Bugs in the app can lead to big issues and telling the customers to use whatever browser suits them and "if it works it works" is not good enough. There are still large differences between browsers that feature existence is not same as feature conptivinility.
Of course customers can tweak user agent and "lie" about their browser but then responsibility of issues is shifted to them.

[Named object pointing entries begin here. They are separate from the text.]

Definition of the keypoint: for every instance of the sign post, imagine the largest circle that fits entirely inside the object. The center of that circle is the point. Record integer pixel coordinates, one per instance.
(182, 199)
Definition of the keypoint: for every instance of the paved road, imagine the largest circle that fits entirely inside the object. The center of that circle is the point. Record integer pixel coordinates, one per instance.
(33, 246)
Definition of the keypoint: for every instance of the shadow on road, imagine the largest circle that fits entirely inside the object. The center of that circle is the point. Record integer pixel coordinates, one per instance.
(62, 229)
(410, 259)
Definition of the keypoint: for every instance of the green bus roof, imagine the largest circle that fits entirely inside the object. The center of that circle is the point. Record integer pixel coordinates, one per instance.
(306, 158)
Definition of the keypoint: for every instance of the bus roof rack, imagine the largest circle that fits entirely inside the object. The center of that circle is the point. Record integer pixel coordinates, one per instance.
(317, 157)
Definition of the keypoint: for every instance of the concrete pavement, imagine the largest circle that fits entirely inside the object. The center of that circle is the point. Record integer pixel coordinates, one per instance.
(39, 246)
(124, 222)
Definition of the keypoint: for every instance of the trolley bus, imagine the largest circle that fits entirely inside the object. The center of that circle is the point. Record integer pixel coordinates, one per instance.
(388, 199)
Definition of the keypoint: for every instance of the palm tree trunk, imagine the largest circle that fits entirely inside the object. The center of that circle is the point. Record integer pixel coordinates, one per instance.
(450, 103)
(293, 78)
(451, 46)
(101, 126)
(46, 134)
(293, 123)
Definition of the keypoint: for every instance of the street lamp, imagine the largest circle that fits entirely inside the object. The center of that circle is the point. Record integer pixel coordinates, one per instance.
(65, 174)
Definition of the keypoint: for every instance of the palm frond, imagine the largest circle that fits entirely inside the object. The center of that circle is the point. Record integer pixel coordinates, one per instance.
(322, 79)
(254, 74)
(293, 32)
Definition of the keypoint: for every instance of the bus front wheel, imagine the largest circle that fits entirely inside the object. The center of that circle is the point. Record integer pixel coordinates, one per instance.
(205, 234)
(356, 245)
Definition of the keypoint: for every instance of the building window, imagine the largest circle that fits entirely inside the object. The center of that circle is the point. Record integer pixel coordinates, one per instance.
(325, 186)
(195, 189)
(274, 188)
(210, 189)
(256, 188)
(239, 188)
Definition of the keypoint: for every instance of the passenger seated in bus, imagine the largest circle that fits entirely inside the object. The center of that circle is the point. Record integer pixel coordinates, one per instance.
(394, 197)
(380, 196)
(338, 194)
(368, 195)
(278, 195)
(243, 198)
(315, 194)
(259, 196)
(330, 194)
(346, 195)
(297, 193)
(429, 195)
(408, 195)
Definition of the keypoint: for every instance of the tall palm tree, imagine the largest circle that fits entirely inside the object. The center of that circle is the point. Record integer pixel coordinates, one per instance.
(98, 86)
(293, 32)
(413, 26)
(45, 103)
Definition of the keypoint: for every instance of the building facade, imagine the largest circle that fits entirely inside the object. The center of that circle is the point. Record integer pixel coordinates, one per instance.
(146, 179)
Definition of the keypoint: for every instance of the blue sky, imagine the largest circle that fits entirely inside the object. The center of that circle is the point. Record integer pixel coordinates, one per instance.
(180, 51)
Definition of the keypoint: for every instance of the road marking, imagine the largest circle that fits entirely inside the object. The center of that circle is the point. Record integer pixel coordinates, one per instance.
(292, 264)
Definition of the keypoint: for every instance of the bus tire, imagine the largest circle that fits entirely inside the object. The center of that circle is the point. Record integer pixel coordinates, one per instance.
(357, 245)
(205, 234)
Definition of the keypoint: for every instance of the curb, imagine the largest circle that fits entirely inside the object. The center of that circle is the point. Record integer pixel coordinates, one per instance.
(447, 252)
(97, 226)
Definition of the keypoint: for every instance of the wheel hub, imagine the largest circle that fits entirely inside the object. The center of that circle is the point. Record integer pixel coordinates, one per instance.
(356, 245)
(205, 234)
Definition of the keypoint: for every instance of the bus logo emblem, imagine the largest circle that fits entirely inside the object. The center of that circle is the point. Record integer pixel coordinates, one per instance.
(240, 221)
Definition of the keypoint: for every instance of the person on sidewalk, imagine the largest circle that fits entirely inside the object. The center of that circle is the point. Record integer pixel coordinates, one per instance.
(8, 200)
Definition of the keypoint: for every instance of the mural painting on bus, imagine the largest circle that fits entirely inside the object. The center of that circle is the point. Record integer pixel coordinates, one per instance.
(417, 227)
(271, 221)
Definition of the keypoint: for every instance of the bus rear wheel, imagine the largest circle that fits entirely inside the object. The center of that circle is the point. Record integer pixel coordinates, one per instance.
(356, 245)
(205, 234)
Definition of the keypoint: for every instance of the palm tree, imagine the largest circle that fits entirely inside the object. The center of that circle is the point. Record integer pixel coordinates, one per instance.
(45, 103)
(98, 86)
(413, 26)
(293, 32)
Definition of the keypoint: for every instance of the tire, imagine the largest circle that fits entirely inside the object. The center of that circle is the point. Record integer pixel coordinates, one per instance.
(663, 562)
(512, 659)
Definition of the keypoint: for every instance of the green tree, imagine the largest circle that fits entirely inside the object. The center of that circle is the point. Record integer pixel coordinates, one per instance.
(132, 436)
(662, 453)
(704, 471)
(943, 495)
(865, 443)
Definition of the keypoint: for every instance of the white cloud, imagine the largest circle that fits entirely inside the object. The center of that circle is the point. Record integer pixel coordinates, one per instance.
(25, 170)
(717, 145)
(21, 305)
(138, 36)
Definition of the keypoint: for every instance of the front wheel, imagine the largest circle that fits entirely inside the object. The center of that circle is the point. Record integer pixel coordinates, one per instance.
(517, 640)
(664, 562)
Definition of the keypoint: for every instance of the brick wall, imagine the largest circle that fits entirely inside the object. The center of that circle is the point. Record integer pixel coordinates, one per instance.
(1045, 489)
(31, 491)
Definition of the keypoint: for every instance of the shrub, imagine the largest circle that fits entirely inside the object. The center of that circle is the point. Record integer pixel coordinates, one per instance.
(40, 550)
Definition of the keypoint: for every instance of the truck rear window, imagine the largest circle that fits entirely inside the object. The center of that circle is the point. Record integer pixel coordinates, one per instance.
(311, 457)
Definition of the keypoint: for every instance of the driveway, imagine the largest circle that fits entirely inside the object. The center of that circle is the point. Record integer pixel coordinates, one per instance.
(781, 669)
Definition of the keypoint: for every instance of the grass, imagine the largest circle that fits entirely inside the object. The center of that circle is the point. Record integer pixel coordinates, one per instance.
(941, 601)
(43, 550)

I think it depends. Let's say I sell my finance application to an organization with 10k employees. They then use it to handle transactions on around 100mil per month.
If there are bugs, it may result in money being transfered to the wrong company, or money being transfered without proper approval. Maybe unlikely bugs but could happen.
I can show a banner telling each of the 10k users about browser requirements. I guess that around 99% of the users will ignore that banner and happily proceed with unsupported browsers.
If I don't know if it will work with the browser they are using, why should I let them perform transactions using it? Sure, if it goes wrong maybe I can tell the CFO that their employee ignored the banner, but that won't make him happy.
For me selling the service there are zero benefits with allowing arbitrary browsers.
We are a smaller company, only 10 users. We are in the process of fully ditching Microsoft for a full linux stack using Samba for AD (for the leprosy known as Quickbooks alone). I've blocked MS at the pihole and was expecting people to bring torches and pitchforks. The general consensus was we should have done this years ago and how did you make my computer so much faster. To hell with Microsoft and their tripe.
Nice. I've also blocked Microsoft Teams in the sense that I won't work for a company that uses it, or any of the Office suite for that matter. Always willing to "unblock" it should Microsoft have an epiphany some day and decide to invest in building good products.
Hopefully the OP already migrated repositories elsewhere and only allows Microsoft GitHub to open merge requests to projects that have yet to institute a mirror or mailing list.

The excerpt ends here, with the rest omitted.